Warriors search for progress Warriors search for progress during difficult 100th season

SALAMANCA — The 100th season of Salamanca football has been a tough one, to be sure.

The Warriors fell out of playoff contention and struggled to find a win in a rebuilding year.

This Friday, they play FranklinvilleEllicottville, one of the best small school teams in the area this season. It’s the first Salamanca at Ellicottville game since 2006, when the Eagles beat the Warriors 12-6, and the first meeting between Titans coach Chad Bartoszek and his alma mater.

The struggles in 2015 were predictable, given the mass of seniors occupying the 2014 Warriors and the lack of varsity experience stepping into big roles. New coach Paul Haley had to turn to underclassmen and older players who had not played before.

Early on in the season, Haley referred to history as an example for his inexperienced group.

At a Sept. 10 dinner honoring the 100th anniversary of Salamanca football, Haley told a story of his 1993 Warriors. Haley made the Big 30 All-Star team as a linebacker for George Whitcher in what may have been considered a down year.

“We had three returning starters going into my senior year,” Haley said. “No one expected us to do much. We didn’t have much coming back. We lost our first game but then we went on a little run and got ourselves into the playoffs. We played undefeated Newfane in Newfane, had a big goal-line stand in the fourth quarter.”

The win sent Salamanca to the Section 6 championship against Gowanda at then-Rich Stadium. At Media Day, though, the TV crews talked only with the Panthers’ players, not giving Salamanca much of a chance after losing 20-0 in the regular season.

“They had a big meeting room and the Section 6 head said, ‘Does anyone have any questions about anything?’ A kid from Gowanda stands up and goes, ‘So after we beat Salamanca, who do we play next?’” Haley recalled. “I just remember I’ve never wanted to get up and punch somebody in the face in front of all these people. I’m looking at coach (Whitcher) and I think he’s going to beat me to it.

“There was not a word said from the time we left Rich Stadium the whole car ride home. We get to practice and he said, ‘Paul, I want you to walk out there and explain to our team what those (expletives) did to us up there.’ We got to that practice and it was a melee.”

On the Rich Stadium field, after a pregame “moshpit,” Salamanca overturned the regular season meeting for a 12-6 championship win.

“No one in the world gave us a chance,” Haley said. “We had no studs that year. People talk about all the great Salamanca teams and I guarantee no one on that team would make the list. But we’re the one that was a team and that’s the only way we would have won. I explain that to our kids now. We’re never going to be the biggest, never going to be the fastest but we can damn sure be the toughest and that’s what we’re going to to.”

Many at the dinner discussed how to bring kids back to football. Haley singled out one of his players, freshman Ira John, as an example of a young man willing to put in necessary work. John emailed Haley over the summer, making a personal appeal to join his brother and cousin on the varsity squad.

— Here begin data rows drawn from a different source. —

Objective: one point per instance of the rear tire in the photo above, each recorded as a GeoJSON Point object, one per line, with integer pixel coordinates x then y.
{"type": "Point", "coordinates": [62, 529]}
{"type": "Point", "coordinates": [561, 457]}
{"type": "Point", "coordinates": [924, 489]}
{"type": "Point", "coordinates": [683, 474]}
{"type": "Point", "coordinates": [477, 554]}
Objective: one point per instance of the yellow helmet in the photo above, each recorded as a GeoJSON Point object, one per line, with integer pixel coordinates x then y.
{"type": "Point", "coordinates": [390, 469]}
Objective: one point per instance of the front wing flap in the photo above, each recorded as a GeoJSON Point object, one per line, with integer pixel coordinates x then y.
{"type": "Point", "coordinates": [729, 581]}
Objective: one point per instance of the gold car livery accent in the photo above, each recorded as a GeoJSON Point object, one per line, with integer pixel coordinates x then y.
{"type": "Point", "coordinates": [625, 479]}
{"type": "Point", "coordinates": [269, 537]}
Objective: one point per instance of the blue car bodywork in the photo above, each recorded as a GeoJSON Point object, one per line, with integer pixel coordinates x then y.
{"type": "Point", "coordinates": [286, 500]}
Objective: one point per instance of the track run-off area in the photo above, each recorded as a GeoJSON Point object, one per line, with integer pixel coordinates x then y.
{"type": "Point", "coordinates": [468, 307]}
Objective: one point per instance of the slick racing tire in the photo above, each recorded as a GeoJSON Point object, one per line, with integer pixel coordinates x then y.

“A lot of kids nowadays don’t take the initiative to try out for varsity,” Haley said. “This kid went out of his way to send me an email and tell me how much he wanted to be a part of this team, this tradition and follow in his dad’s footsteps. That, to me, is what it’s all about. These kids got it, we’ve just got to get it out of them.”

After Week 5, a loss to AlleganyLimestone, Haley allowed some reflection. The loss to the Gators, he said, showed an improvement from a shutout against Southwestern.

“The losses are tough to take, but not when we’re watching these kids grow,” he said. “We’ve got some guys coming in the future that’ll be fun to watch.

“We know the score. But to watch the progress — a lot of teams get to 0-4, 0-5 and they start quitting — these guys are picking up steam. We might not win a game this year but we’re making progress. These kids are learning more about life. You’re going to take your lumps and get back up.”